Two weeks ago I added the Grocery Gadgets app to my iPhone. Being compulsive, I also added it to my iPad. It lets me build a shopping list from a database of my favorite items. As I walk through the store, I check the items off as I pull them from the shelves. Being doubly compulsive, I created a group that lets my wife and I add items to the list from our computers or mobile devices.
While I am really enamored with this new system, Heather is less convinced. Isn't this just a high tech version of what used to be on the back of an envelope? Maybe. But, wait. I can link the list to a particular store. As I walk through the store, the app remembers the order in which I selected the items on the list. The next time I go to that store, bang, the items come up as I walk up to them!

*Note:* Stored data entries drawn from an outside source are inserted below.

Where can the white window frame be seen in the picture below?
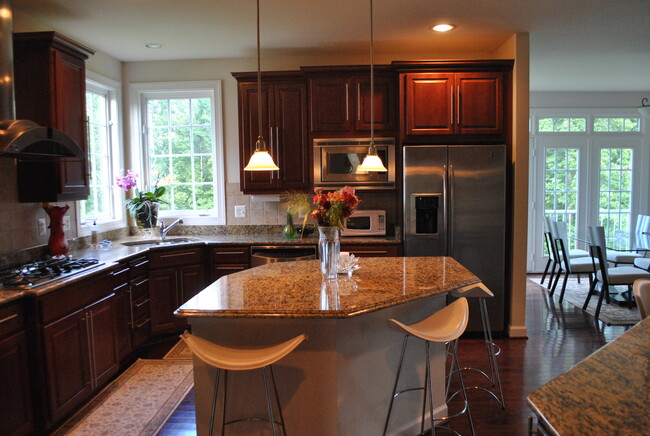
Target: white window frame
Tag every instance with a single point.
(590, 143)
(138, 92)
(113, 90)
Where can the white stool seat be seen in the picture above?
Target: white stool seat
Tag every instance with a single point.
(225, 359)
(239, 359)
(443, 326)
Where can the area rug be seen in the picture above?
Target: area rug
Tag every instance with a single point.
(576, 294)
(179, 351)
(138, 402)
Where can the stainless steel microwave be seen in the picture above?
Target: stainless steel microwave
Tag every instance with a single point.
(336, 162)
(365, 223)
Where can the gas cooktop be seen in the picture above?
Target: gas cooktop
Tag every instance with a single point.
(38, 273)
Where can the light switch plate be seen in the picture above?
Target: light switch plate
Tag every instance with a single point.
(42, 227)
(240, 211)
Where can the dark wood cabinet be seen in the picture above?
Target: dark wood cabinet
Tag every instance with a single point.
(175, 276)
(131, 287)
(78, 334)
(228, 259)
(16, 411)
(339, 101)
(50, 87)
(284, 128)
(373, 250)
(454, 102)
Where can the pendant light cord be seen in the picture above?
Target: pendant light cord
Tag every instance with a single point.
(260, 139)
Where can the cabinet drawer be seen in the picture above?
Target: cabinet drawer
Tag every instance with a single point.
(138, 267)
(140, 307)
(11, 318)
(139, 288)
(231, 254)
(169, 258)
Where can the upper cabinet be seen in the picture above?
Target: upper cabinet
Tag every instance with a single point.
(284, 128)
(50, 88)
(339, 101)
(454, 101)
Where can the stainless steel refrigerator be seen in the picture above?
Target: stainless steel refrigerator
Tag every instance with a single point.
(455, 205)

The app has become my store. No more dawdling over end-caps. No more serendipitous discoveries as I notice an attractive display of something I've never seen before. Instead, I discover new products because the app offers me a coupon for a new product.
This is only the beginning. An app like myShopanion lets me check what my friends have to say about something I'd like to try...while I am still in the store. I can easily imagine a future version of GroceryGadget that suggest products to me the way Amazon does or even cycles items to the top of my searches like Google.
What's really interesting about all of this is that apps like these perform the amazing feat of taking the physical store out of the shopper interaction. The customer becomes their customer, and the store becomes just the middleman. For brands, this could be huge: a direct channel to customers without the hassle of dealing with a gazillion different in-store configurations.